Sebastian Vettel opens up about 'difficult' decision to retire; fans thank 4-time F1 champion
Four-time Formula One champion Sebastian Vettel has announced his plan to retire from Formula 1 at the end of the 2022 season.
Sebastian Vettel on Thursday announced his decision to retire from Formula 1 at the end of the 2022 campaign. Before this weekend's Hungarian Grand Prix, the four-time F1 world champion announced via his recently formed Instagram account that he would leave the competition at the end of the current campaign.
Vettel made his Formula One debut in 2007, and between 2010 and 2013, while competing for Red Bull, he reached the pinnacle of his career. In 2015, he joined Ferrari, but in 2021, he will switch to Aston Martin.
The announcement represents a significant turn in the F1 driver market for the upcoming season, opening up a place with Aston Martin alongside Lance Stroll.
“I have had the privilege of working with many fantastic people in Formula 1 over the past 15 years – there are far too many to mention and thank,” said Vettel. “Over the past two years I have been an Aston Martin driver – and although our results have not been as good as we had hoped, it is very clear to me that everything is being put together that a team needs to race at the very highest level for years to come," said Vettel in a moving video on his Instagram account.
“I have really enjoyed working with such a great bunch of people. Everyone – Lawrence [Stroll], Lance [Stroll], Martin [Whitmarsh], Mike [Krack], the senior managers, the engineers, the mechanics and the rest of the team – is ambitious, capable, expert, committed and friendly, and I wish them all well. I hope that the work I did last year and am continuing to do this year will be helpful in the development of a team that will win in the future, and I will work as hard as I can between now and the end of the year with that goal in mind, giving as always my best in the last 10 races," Vettel added.

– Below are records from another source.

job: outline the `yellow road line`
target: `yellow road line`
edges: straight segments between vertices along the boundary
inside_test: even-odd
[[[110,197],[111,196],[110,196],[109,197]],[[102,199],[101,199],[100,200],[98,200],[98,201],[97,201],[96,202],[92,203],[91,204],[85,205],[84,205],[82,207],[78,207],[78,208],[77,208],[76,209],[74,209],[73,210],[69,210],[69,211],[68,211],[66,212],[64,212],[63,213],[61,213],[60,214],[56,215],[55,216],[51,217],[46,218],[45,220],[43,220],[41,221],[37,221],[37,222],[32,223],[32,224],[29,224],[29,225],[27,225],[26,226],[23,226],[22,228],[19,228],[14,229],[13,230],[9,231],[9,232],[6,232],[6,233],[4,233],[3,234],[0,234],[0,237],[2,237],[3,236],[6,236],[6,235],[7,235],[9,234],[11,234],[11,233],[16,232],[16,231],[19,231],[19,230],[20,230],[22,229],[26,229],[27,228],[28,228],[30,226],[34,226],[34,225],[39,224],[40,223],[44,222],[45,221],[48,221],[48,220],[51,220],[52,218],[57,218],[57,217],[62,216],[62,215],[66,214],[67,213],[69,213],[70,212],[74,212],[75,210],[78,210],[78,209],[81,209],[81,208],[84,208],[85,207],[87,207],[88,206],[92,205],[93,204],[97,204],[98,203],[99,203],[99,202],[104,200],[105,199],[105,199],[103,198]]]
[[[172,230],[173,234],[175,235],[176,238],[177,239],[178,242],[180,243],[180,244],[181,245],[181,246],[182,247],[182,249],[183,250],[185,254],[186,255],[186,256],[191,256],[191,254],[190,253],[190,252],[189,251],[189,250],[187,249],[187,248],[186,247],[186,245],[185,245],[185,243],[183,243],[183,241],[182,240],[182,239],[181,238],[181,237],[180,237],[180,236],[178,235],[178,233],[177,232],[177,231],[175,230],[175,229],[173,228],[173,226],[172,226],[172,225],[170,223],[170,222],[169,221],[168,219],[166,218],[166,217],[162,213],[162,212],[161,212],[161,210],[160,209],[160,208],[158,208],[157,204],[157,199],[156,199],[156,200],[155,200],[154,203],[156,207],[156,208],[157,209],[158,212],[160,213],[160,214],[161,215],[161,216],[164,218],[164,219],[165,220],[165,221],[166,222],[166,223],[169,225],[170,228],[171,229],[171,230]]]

“The decision to retire has been a difficult one for me to take, and I have spent a lot of time thinking about it; at the end of the year I want to take some more time to reflect on what I will focus on next; it is very clear to me that, being a father, I want to spend more time with my family. But today is not about saying goodbye. Rather, it is about saying thank you – to everyone – not least to the fans, without whose passionate support Formula 1 could not exist," the Aston Martin driver concluded.

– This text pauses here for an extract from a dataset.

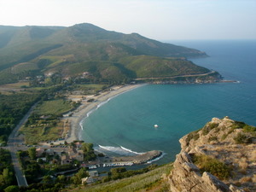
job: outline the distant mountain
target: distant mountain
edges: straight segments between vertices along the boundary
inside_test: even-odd
[[[59,73],[63,79],[89,73],[90,78],[107,81],[208,73],[185,59],[195,56],[207,55],[87,23],[70,27],[0,26],[2,84],[35,72]]]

At the 2007 United States Grand Prix, Vettel made his Formula One debut in a one-off appearance for BMW before later that year receiving a mid-season promotion to Toro Rosso.
In 2008, while driving for Toro Rosso, he became the sport's youngest-ever champion. The next year, he switched to Red Bull, where he reached the pinnacle of his career by winning the world championship every year from 2010 through 2013.
Vettel joined Ferrari in 2015 and competed for the world championship in 2017 and 2018, but Lewis Hamilton, a competitor of Mercedes, prevailed on both occasions. At the end of 2020, he left Maranello to join Aston Martin, where he will finish out his F1 career.
"Thank You, Vettel"
"I want to thank Sebastian from the bottom of my heart for the great work that he has done for Aston Martin over the past year and a half," said Aston Martin executive chairman and team owner Lawrence Stroll.
"We made it clear to him that we wanted him to continue with us next year, but in the end he has done what he feels is right for himself and his family, and of course we respect that. He has driven some fantastic races for us, and, behind the scenes, his experience and expertise with our engineers have been extremely valuable," Stroll added.
"He is one of the all-time greats of Formula One, and it has been a privilege to have been able to work with him. He will continue to race for us up to and including the 2022 Abu Dhabi Grand Prix, which will be his 300th grand prix entry. We will give him a fabulous send-off," Stroll concluded.